В гавани не было ни доков, ни пирсов, и подвести вельбот к берегу во время сильного волнения оказалось чрезвычайно трудно. И хотя им удалось причалить в одном из самых удобных мест гавани, Поллард и его люди столкнулись с некоторыми трудностями. «Буруны были такие, что лодку просто перевернуло, – вспоминал Никерсон, – выбросило на пляж днищем вверх. Парни не слишком-то беспокоились, поскольку никто не пострадал, но очередной промах капитана неприятно удивил их».
За полтора барреля фасоли Поллард купил тридцать свиней. Их визг, хрюканье и вонь превратили палубу «Эссекса» в хлев. Впечатлительный Никерсон был поражен тем, как выглядели эти животные. «Почти скелеты, – писал он. – Когда они двигались, казалось, что их кости вот-вот проткнут кожу».
Первого кита они увидели, лишь когда «Эссекс» пересек экватор и достиг тридцати градусов южной широты: где-то на полпути между Рио-де-Жанейро и Буэнос-Айресом. Нужно было острое зрение, чтобы заметить китовый фонтан – едва различимый мгновенный белый всплеск далеко на горизонте. Но и этого было достаточно, чтобы впередсмотрящий закричал: «Кит!»
После почти трех бесплодных месяцев в море командир на палубе был явно обрадован. «Где?» – закричал он возбужденно. Полученный ответ не только позволил дать указания рулевому, но и переполошил всю команду. Всякий раз, увидев выскочившего из воды кита, впередсмотрящий кричал «вон он прыгнул», или «махнул хвостом», если замечал плоский хвостовой плавник. Малейший всплеск или пена сопровождались возгласами, а едва увидев новый фонтан, впередсмотрящий снова закричал: «Кит!»
МАРШРУТ «ЭССЕКСА»
12 августа 1819 – 20 ноября 1820
Под руководством капитана и помощников команда начала готовить вельботы. Туда были сложены бочонки с гарпунными линями. Сами гарпуны были расчехлены и напоследок спешно заточены. «Все кипело и суетилось», – вспоминал один бывший китобой. Поллард командовал единственной сохранившейся на правом борту лодкой. Чейз – лодкой, расположенной по левому борту у кормы. Следом шла лодка Джоя.

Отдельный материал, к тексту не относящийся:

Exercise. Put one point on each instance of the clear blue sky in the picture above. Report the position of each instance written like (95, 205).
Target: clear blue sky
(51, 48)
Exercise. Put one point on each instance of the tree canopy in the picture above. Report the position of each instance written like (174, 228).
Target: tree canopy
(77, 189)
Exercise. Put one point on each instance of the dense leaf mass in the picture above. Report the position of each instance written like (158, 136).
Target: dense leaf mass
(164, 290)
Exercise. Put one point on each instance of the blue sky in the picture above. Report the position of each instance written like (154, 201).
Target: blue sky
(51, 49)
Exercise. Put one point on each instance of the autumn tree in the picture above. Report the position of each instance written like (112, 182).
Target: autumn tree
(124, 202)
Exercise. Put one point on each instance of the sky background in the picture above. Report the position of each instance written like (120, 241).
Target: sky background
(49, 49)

Подойдя к стаду китов на расстояние мили, корабль, убрав главные паруса, замер в относительном спокойствии. Помощник капитана пробирался на корму вельбота, а гарпунер, пригнувшись, занимал свое место, пока четверо гребцов с помощью пары талевых блоков спускали шлюп на воду. Как только вельбот закачался на волнах рядом с судном, гребцы, спускаясь либо по фалам, либо просто по борту судна, присоединились к помощнику капитана и гарпунеру. Опытный экипаж мог спустить шлюп на воду меньше чем за минуту. Когда все три вельбота отвалили от судна, присматривать за «Эссексом» осталось всего три человека.
На этом первом этапе охоты помощники капитана или сам капитан сидели у рулевого весла на корме вельбота, а гарпунер работал передним, или, как его еще называют, гарпунерским, веслом. Прямо за гарпунером располагался самый опытный гребец вельбота. Как только удавалось загарпунить кита, он принимал команду над гребцами, натягивавшими китобойный линь. В середине сидел гребец с самыми длинными и тяжелыми веслами. Длина их доходила до восемнадцати футов, а вес – до сорока пяти фунтов. Гребец на корме должен был следить за расположенными там же кадками с линем. Он поливал линь водой из маленького ведерка, чтобы тот оставался влажным.
Так линь не перегорал от трения, когда бежал вокруг лагрета, толстого столба, установленного в кормовой части шлюпа. И наконец, последним был кормовой гребец, самый легкий из команды. Он следил за тем, чтобы линь не запутался, когда его начнут выбирать обратно.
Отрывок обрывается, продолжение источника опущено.